Meessen de Clercq, Brussels
For ART-O-RAMA, Meessen De Clercq’s project brings together several gallery artists, questioning the notion of leisure. In Marseille, summertime is the prominent period allotted to entertainment, and the idea of the project is to evoke this phenomenon in a simultaneously playful and serious way. The project gathers artists with a strong conceptual approach. Yet in doing so, their work never fails to contain humour. The works are presented in such a way that internal interactions and dialogues are created.

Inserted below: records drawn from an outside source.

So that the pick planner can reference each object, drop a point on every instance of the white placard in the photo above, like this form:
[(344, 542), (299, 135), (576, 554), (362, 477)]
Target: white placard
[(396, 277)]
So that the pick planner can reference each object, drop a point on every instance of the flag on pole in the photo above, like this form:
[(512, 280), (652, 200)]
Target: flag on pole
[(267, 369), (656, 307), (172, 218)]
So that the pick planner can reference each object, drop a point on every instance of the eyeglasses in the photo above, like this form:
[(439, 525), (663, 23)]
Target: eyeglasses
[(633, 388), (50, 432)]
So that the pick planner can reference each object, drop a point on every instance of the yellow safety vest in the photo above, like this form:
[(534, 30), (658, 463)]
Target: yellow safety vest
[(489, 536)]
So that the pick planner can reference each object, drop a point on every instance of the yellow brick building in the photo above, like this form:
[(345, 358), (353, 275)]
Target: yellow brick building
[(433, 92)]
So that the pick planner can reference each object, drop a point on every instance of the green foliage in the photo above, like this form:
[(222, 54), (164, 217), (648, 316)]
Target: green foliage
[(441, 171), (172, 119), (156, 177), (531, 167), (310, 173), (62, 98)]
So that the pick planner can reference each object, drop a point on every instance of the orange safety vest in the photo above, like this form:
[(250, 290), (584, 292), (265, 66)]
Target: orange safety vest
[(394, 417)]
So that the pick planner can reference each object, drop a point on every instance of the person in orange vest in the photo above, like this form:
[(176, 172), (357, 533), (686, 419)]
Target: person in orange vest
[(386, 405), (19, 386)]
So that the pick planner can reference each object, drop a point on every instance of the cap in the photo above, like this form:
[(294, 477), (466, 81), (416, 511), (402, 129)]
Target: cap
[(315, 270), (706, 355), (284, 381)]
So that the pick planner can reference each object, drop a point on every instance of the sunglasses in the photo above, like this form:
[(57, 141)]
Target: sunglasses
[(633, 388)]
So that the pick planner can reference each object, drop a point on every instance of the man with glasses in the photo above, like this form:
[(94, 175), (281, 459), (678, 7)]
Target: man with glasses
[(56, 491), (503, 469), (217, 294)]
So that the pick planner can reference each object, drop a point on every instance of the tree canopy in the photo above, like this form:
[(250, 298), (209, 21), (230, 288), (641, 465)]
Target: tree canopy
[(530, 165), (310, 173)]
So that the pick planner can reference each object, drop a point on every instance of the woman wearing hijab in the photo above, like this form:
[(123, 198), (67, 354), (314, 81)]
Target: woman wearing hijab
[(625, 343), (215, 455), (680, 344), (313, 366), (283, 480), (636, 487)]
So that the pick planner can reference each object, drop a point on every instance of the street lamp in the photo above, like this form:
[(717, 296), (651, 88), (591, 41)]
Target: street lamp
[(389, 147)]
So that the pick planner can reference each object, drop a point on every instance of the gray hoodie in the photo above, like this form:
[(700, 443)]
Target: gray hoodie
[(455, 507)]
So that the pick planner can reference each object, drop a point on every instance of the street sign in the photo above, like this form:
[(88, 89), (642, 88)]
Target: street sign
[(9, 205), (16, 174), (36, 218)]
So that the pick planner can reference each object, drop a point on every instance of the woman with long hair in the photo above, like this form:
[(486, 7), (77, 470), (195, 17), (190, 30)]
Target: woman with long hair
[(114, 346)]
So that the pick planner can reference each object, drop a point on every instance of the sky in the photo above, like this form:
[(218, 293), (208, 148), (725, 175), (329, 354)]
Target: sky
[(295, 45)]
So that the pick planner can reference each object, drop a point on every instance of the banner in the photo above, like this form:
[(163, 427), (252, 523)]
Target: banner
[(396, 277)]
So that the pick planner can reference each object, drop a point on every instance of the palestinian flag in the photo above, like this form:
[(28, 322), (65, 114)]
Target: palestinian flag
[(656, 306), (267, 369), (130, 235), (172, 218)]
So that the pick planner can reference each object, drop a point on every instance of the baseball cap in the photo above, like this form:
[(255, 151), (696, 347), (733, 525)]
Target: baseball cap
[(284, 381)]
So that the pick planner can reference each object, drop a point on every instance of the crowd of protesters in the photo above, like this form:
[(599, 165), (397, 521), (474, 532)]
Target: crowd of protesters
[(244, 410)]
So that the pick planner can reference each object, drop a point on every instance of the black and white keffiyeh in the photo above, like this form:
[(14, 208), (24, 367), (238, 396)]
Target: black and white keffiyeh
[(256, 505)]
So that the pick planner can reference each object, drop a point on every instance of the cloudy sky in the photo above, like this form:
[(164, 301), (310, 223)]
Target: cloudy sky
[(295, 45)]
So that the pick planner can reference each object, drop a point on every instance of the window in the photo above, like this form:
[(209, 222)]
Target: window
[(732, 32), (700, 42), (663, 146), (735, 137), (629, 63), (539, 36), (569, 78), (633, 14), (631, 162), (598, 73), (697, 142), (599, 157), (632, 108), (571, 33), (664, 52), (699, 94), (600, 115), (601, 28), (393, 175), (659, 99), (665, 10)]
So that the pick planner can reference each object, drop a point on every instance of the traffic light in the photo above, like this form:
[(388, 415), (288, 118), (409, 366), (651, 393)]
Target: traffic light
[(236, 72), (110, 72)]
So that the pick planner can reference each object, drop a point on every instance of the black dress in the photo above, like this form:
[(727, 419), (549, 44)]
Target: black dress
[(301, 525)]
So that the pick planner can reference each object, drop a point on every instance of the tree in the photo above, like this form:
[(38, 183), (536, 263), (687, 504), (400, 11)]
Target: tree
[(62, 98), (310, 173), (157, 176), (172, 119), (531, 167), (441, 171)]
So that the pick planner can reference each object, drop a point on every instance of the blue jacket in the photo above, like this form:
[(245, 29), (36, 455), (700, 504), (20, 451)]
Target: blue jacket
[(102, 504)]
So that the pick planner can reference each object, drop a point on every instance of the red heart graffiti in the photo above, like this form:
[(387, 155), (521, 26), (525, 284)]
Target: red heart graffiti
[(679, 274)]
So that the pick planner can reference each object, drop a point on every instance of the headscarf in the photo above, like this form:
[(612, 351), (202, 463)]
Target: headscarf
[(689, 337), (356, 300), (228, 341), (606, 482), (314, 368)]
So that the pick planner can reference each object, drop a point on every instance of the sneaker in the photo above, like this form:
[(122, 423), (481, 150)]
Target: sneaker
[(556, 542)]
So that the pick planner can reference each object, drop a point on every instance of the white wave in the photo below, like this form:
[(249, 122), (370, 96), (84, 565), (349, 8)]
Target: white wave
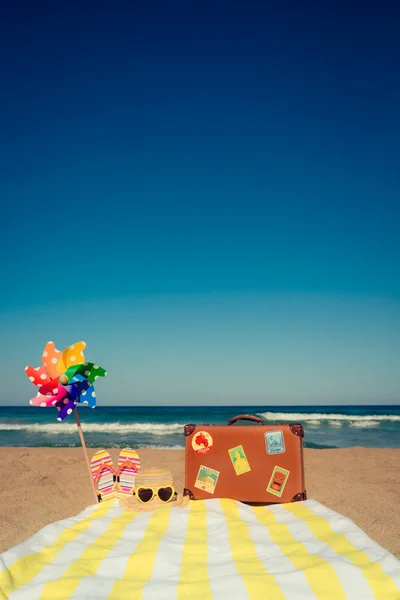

Evariste Richer (b. 1969), shows refined works (hand drawn playing cards, bowling balls, …), perfectly illustrating the method of shifts in meaning and of ellipsis characterising his practice. One can also find this characteristic with Nicolás Lamas (b. 1980), young Peruvian artist, who, not without humour, uses everyday objects of which he reveals, or on the contrary eludes, the intimacy. From the table tennis net “delimiting the empty”, over tennis balls, a billiard ball or dice, the initial function of the objects he grabs hold of is twisted. Icelandic artist Hreinn Fridfinnsson (b. 1943) provides us with Urban Impressions in which he recombines scattered pieces of several puzzles. He also shows May Fly, positioned high up in a very discrete way, as part of a series of unusual objects – here a fly used as fishermen’s bait – the artist has been collecting since 2001. The big Tangram by ALEK O. (b. 1981) combines the banality of a manufactured object (umbrellas with faded colours coming from a Chinese restaurant in Milano) and the hand-crafted intervention of the artist. The tangram is a Chinese puzzle, a sort of jigsaw where you have to create or re-assemble figures by combining seven shapes. The positioning of the triangles here suggests different postures that a dog might adopt, but there are underlying references to minimalism or Euclidean principles. Furthermore Lieven de Boeck (b. 1971) shows a brand new work created in Marseille with the CIRVA, and Sarah Ortmeyer (b. 1983) presents a work in reference to chess champion Bobby Fischer.